I'm just about ready to finally paint the hands and face of the Moebius' Frankenstein monster, but am torn about how to do so. 
Should he be greenish, as we all know and love him, but only because that's the color of Karloff's makeup for the movie? 
Should he be regular skin tones? 
Should he be pale with bluish, death-like skin? 
I've seen excellent depictions on these boards, and I've followed the suggestions about various ways to fix up the kit. But the skin tones are something I'm still undecided about. 
What's everyone's theory? And what are your suggestions for achieving what you suggest?

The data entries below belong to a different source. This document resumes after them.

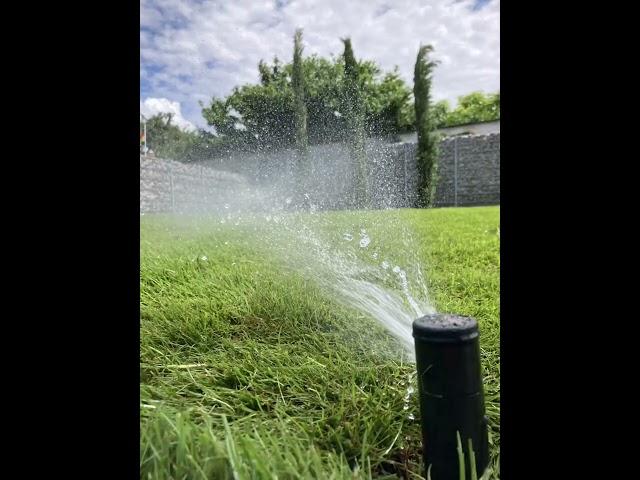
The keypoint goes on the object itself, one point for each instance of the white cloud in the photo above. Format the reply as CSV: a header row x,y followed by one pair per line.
x,y
152,106
194,50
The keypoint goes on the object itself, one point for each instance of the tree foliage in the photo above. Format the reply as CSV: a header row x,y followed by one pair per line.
x,y
300,108
427,152
267,110
474,107
353,106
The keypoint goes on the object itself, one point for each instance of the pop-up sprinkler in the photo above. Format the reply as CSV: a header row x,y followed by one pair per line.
x,y
451,394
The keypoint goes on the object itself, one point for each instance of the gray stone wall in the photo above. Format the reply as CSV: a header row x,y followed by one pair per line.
x,y
168,186
469,171
468,174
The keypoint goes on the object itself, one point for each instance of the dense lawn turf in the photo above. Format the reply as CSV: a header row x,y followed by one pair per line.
x,y
249,369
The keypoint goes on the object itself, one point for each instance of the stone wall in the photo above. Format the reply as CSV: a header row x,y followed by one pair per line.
x,y
469,171
168,186
468,174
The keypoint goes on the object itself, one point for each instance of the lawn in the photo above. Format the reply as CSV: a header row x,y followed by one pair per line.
x,y
250,368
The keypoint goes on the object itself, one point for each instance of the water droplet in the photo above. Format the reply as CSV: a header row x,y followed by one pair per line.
x,y
364,239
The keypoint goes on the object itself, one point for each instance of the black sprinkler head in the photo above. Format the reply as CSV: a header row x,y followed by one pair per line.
x,y
451,394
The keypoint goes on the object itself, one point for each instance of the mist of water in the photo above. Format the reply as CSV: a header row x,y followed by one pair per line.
x,y
341,255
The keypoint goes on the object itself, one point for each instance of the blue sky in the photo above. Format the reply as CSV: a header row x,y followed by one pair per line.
x,y
192,50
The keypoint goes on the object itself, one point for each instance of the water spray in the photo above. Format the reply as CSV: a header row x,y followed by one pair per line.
x,y
451,395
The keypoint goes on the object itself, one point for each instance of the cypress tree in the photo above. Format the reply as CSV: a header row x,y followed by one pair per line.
x,y
297,82
355,121
427,152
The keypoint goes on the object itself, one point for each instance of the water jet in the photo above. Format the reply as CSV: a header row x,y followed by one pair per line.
x,y
451,394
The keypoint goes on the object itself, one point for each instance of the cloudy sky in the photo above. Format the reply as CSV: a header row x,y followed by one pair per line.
x,y
191,50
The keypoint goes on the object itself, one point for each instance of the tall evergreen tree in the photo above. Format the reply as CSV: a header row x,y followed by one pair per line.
x,y
427,152
355,121
300,112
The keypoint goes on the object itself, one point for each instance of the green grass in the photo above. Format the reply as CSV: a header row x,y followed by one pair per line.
x,y
249,369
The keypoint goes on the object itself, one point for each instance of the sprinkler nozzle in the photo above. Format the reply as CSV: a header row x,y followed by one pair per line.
x,y
451,394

Jeff


----------



## razorwyre1 (Jan 28, 2004)

whatever floats your personal boat... you can justify it anyway you please.

mary shelley described the flesh color as yellowish, jack pierce made him a pale green, genuine dead flesh comes in a wide range of colors, reanimated flesh...nobody knows. you could even do the whole kit as b/w monochrome.

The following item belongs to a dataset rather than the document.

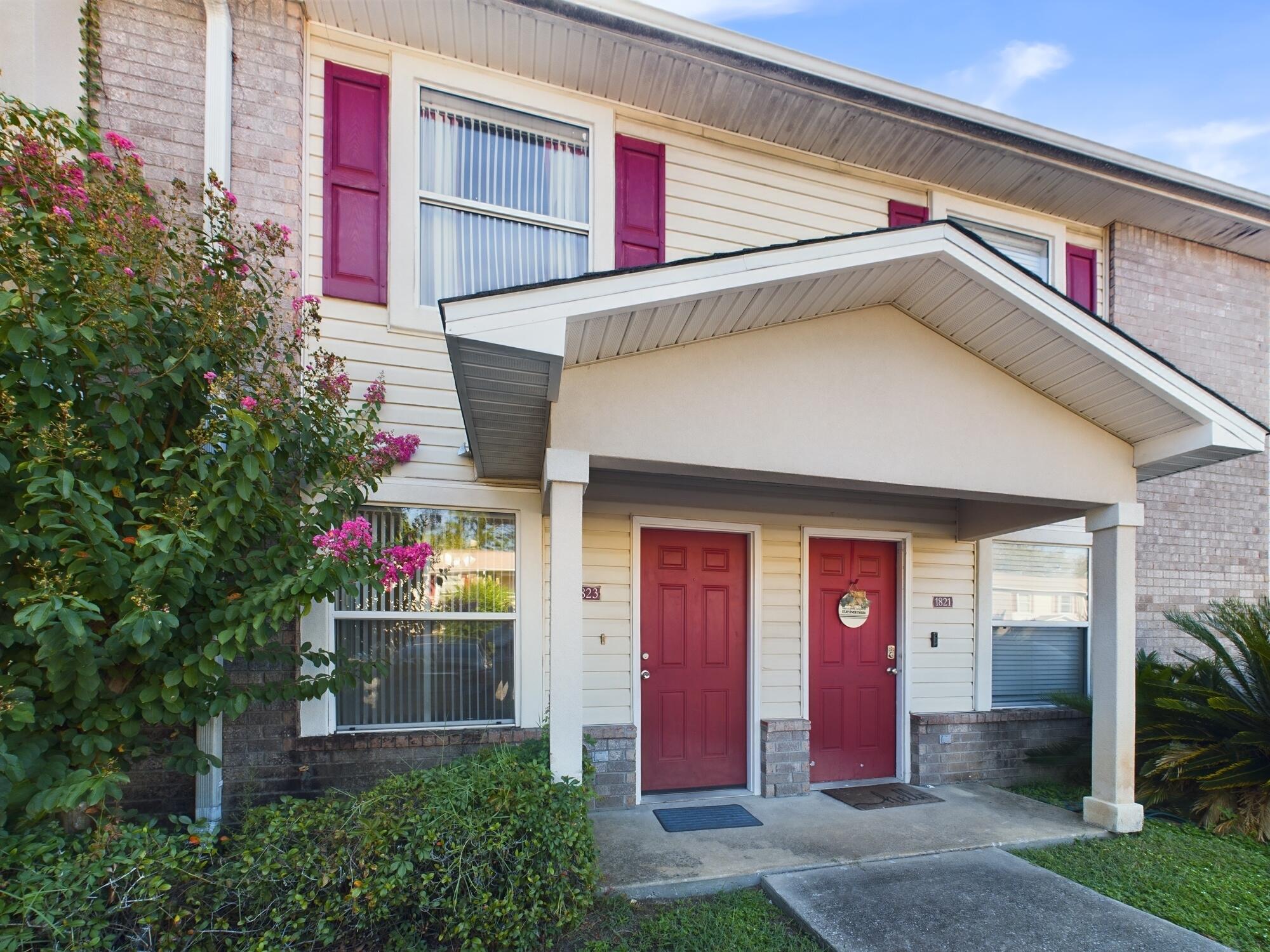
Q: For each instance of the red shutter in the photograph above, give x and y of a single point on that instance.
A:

the wonderful thing is that you can never be absolutely wrong, except within a given context, and since the decision as to that context is up to you, no matter how you go, youre always right!. hey if you want to go totally psychedelic with florescent colors. thats fine too!

now personaly id either go with the way jack pierce painted karloff's skin, or id go with the b/w monochrome. but thats my personal thing.


----------



## RSN (Jul 29, 2008)

I set out determined to do flesh tones with a bluish "death" look, but had no sucess until I used green. Then it looked right.


----------



## rkoenn (Dec 18, 2007)

I am doing a Frankenstein WIP article on the board here. I have a picture posted in my thread that shows the face and hands. The picture makes him look more naturally flesh color but seeing it first hand it has a light green pale valor to it. I think I used pale flesh paint and then added a dead flesh to it until I had the green I desired. It probably isn't exactly what I was hoping for but came close. I mixed up about twice what I needed so I could repaint and touch up as necessary. You can look at my work in progress in my thread here if you like. Good luck.


----------



## razorwyre1 (Jan 28, 2004)

i discovered something a few year back that might be helpful to you here: 

i was painting a life size female vampire sculpt. i basecoated her in violet, then started highlighting her in fleshtone with the airbrush. the fleshtone seemed to suck a lot of the color saturation out of the purple, turning it gray. conversely, the violet foundation tended to neutralize a lot of the intensity of the color of the fleshtone. i then lightened the fleshtone to a vampiric pale and highlighted it further. 
using a violet that was more blue than the one i had used might give you the blue-ish dead flesh that you are looking for.

on another kit, a future medusa bust, i used an olive green basecoat and then airbrushed a healthy, slightly tan, fleshtone as the main skin color. now you wouldnt think that olive green shadows would work on a fleshtone character, but it really worked well. it seemed natural, not "painted". I imagine that it would work even better using a yellower flesh color (looking either more oriental or jaundiced), for a natural "greenish" frankenstein.

by the way, very few of the real human cadavers i have seen in photographs look blueish or blue-gray-ish. they tend more toward a waxy yellow.


----------



## bat21angel1 (Jan 21, 2010)

I painted mine yellow-green. It looks better that just green. I started out with a flesh tone but I didn't like as much as I do with the yellow-green paint. I used Tamaya paints to paint the skin, dry brush purple for bruising, flat red for his fore-head scar, and on his neck. I painted the finger nails black with a touch of purple. I haven't finished quite yet but will be done soon. Also painted some black on his lips and I still have some touch up work to do.


----------